Following the ruling, President Obama said, “With its ruling today, the Supreme Court has given a green light to a new stampede of special interest money in our politics. It is a major victory for big oil, Wall Street banks, health insurance companies and the other powerful interests that marshal their power every day in Washington to drown out the voices of everyday Americans. This ruling gives the special interests and their lobbyists even more power in Washington--while undermining the influence of average Americans who make small contributions to support their preferred candidates. That's why I am instructing my Administration to get to work immediately with Congress on this issue. We are going to talk with bipartisan Congressional leaders to develop a forceful response to this decision.
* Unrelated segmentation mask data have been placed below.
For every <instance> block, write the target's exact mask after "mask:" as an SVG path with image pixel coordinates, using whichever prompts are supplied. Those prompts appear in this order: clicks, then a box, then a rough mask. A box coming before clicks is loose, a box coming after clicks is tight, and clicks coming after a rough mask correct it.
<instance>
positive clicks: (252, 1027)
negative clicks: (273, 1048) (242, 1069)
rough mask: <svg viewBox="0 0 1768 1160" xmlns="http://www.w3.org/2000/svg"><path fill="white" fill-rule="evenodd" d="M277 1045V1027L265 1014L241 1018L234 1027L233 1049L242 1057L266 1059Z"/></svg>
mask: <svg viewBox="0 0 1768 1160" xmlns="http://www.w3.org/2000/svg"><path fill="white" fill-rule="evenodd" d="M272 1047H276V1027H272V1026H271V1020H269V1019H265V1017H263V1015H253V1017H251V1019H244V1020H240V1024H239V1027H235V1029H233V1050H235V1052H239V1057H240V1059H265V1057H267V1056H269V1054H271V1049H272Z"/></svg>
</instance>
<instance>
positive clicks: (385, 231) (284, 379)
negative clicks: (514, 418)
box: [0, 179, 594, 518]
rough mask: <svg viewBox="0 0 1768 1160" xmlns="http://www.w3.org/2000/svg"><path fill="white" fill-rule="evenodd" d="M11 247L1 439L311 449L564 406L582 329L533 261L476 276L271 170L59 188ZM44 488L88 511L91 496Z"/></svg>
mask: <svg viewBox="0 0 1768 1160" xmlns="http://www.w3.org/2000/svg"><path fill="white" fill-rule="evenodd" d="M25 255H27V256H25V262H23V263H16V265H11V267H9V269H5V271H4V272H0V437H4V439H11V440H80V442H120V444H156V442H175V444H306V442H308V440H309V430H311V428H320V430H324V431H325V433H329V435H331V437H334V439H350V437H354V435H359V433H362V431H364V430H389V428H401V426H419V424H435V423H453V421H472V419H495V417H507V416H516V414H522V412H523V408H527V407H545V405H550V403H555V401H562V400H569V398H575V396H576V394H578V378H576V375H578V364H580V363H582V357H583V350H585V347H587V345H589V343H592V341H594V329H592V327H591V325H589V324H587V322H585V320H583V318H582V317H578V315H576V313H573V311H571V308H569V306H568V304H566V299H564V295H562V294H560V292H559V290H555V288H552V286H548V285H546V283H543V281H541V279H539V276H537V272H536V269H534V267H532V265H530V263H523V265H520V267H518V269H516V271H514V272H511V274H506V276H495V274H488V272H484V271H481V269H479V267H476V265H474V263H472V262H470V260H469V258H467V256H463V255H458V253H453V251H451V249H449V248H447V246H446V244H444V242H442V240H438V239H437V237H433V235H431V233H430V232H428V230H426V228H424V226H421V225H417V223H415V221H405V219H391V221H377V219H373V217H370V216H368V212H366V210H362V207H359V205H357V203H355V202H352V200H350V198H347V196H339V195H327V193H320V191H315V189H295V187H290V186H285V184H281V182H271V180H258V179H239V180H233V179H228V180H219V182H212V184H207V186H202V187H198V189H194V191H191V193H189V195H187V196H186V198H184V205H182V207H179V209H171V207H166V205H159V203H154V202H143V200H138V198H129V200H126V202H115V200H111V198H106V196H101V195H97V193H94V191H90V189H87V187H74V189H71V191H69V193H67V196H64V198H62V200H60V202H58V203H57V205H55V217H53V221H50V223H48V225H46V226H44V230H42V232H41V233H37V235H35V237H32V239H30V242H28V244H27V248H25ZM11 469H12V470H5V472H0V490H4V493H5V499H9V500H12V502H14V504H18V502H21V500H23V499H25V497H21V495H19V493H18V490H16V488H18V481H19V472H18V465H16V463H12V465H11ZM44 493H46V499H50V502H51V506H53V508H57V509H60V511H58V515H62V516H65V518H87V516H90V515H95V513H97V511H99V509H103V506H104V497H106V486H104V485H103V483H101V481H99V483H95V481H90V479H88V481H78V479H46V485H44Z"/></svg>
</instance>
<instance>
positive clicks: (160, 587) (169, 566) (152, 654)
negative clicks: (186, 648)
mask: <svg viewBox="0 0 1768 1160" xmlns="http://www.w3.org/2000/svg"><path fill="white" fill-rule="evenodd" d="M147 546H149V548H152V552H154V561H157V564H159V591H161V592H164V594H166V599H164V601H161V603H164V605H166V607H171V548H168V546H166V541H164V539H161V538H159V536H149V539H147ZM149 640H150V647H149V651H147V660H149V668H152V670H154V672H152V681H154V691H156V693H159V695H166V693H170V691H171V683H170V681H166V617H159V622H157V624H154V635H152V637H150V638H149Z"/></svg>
The public interest requires nothing less.”

Advocates for corporate accountability and shareowner rights lost no time in roundly criticizing the Supreme Court decision.

Fred Wertheimer, a long-time advocate for corporate accountability and President of Democracy 21, said in a statement, “Today’s Supreme Court decision in the Citizens United case is a disaster for the American people and a dark day for the Supreme Court…Today’s decision turns back the clock to the nineteenth century, eliminating a national policy to prevent the use of corporate wealth to corrupt government decisions - a policy that has been in existence for more than a century.”

James McRitchie, publisher of CorpGov.net, wrote, “We, as shareowners must begun to look at concepts like fiduciary duty with renewed vigor… We either need a law like in the UK so that companies must get permission from their shareowners in advance to make political contributions in excess of some amount or we need a massive number of shareowner resolutions at each company to accomplish the same.”

In a statement, Bruce Freed, President of the Center for Political Accountability, said, “The Citizens United decision will place companies under immense pressure to use shareholder funds to support candidates, groups and causes whose positions and activities could threaten a company’s reputation and bottom line and shareholder value.”

SocialFunds.com spoke with Freed about the potential impact of the Supreme Court decision.

“There will be much greater risk for shareholders,” Freed said, “Because companies will be able to engage in a much broader array of spending that will open the door for such threats as misalignment on issues like climate change.”

As an example of possible corporate misbehavior resulting from the Supreme Court decision, Freed pointed to the recent subprime lending crisis. “The companies involved in subprime lending engaged in heavy political spending, and when they went down, investors lost their shirts.”

“The decision makes corporate disclosure, systems of accountability, and board oversight even more important, to protect companies and shareholders.”

Asked what steps shareowners can now take to defend their rights against the impact of corporate political spending, Freed said, “They have to press companies to adopt political disclosure and accountability. At this point, 70 companies have board oversight of their political spending, 50 of which have adopted the broad standard that includes payments to trade associations and other tax-exempt organizations.”

Freed said, “Investors are invited to join our engagement effort. We will be engaging 80 companies this season to urge them to adopt political disclosure. We need a standard, coordinated effort on this issue.”

The 70 companies that have voluntarily adopted the Center for Political Accountability’s framework for political disclosure include almost half of those listed on the S&P 100, including Microsoft, Time Warner, Aetna, Merck, and Hewlett-Packard. The Center’s initiative, launched in 2003, seeks to bring transparency and accountability to corporate political spending. Thus far it has attracted the support of 30 social investors, including Calvert, Walden Asset Management, and Trillium Asset Management.